Of course, User Account Control has the potential to help protect against unauthorized changes to the system, as intended. But the question I throw open for discussion is whether it does that in practical situations. There are various scenarios and arguments that can undermine or short-circuit its effectiveness: Its constant pop-up warnings requiring user authorization soon become highly annoying. In my case, even trying to scan a file with my resident AV causes UAC to prompt me for authorization “of this program making changes to your system”. Well, that’s what I got it for. And on many occasions it won’t allow me to rename or move my own files without such authorization. As a result, one is tempted to downgrade UAC’s security level. Or even turn it off altogether. If he keeps it, he soon acquires the habit of clicking on authorization automatically, without really thinking. To those who think it’s foolish to disable this valuable protection mechanism, I point out that my XP didn’t have it in the first place. And though XP is considered (far) less secure than Windows 10, I never had a problem. So why should I now have to put up with this annoyance?

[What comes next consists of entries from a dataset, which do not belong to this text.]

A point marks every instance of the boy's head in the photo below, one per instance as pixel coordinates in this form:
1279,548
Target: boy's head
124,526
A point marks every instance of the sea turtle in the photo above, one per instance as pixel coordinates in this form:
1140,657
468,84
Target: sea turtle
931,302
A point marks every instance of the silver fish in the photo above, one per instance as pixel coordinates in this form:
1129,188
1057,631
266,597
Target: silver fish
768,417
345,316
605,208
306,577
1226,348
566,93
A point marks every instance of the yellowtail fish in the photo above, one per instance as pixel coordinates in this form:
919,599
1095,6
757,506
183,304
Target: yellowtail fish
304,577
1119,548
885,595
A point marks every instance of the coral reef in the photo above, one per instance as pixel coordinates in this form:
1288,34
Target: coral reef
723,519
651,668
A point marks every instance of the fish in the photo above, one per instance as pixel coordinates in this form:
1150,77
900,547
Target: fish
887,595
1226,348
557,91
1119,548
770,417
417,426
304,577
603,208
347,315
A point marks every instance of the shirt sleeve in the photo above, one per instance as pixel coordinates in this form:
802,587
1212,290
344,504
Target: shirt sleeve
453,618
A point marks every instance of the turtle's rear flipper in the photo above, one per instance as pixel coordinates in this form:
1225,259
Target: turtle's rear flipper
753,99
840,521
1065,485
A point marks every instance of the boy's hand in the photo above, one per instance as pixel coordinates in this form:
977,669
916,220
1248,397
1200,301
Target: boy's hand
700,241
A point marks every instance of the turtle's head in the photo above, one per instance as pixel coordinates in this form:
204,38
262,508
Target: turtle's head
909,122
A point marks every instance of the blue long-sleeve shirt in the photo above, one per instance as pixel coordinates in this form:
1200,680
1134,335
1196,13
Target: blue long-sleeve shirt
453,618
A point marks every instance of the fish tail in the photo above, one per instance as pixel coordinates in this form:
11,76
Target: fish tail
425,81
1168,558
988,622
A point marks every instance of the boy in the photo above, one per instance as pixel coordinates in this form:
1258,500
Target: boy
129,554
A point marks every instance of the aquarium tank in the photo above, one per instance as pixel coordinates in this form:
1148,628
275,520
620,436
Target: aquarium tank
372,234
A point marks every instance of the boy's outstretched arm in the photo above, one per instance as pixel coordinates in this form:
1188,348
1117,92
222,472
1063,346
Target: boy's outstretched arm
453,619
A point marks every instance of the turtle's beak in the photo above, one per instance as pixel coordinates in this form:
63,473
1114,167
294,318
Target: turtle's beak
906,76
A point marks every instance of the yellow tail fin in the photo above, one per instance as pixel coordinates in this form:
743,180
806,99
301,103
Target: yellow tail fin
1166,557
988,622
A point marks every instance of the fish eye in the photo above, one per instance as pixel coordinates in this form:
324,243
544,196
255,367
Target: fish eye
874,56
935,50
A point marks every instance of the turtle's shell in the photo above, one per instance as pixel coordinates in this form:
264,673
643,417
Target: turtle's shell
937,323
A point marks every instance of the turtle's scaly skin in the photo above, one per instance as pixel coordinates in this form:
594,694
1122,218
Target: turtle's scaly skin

Now, I just presented one side of the argument, others would defend the opposite.
You find UAC annoying to just click a button, try Linux with the sudo this and sudo that. Also security is largely dependent on the user.
The main purpose of UAC is to make the user aware of changes, and what he is doing. That is all. It is really there to be annoying.
What is a malicious program? Does it change your browser settings? Does it phone home and track you? Does it put advertising onto your pc? Is it Windows 10?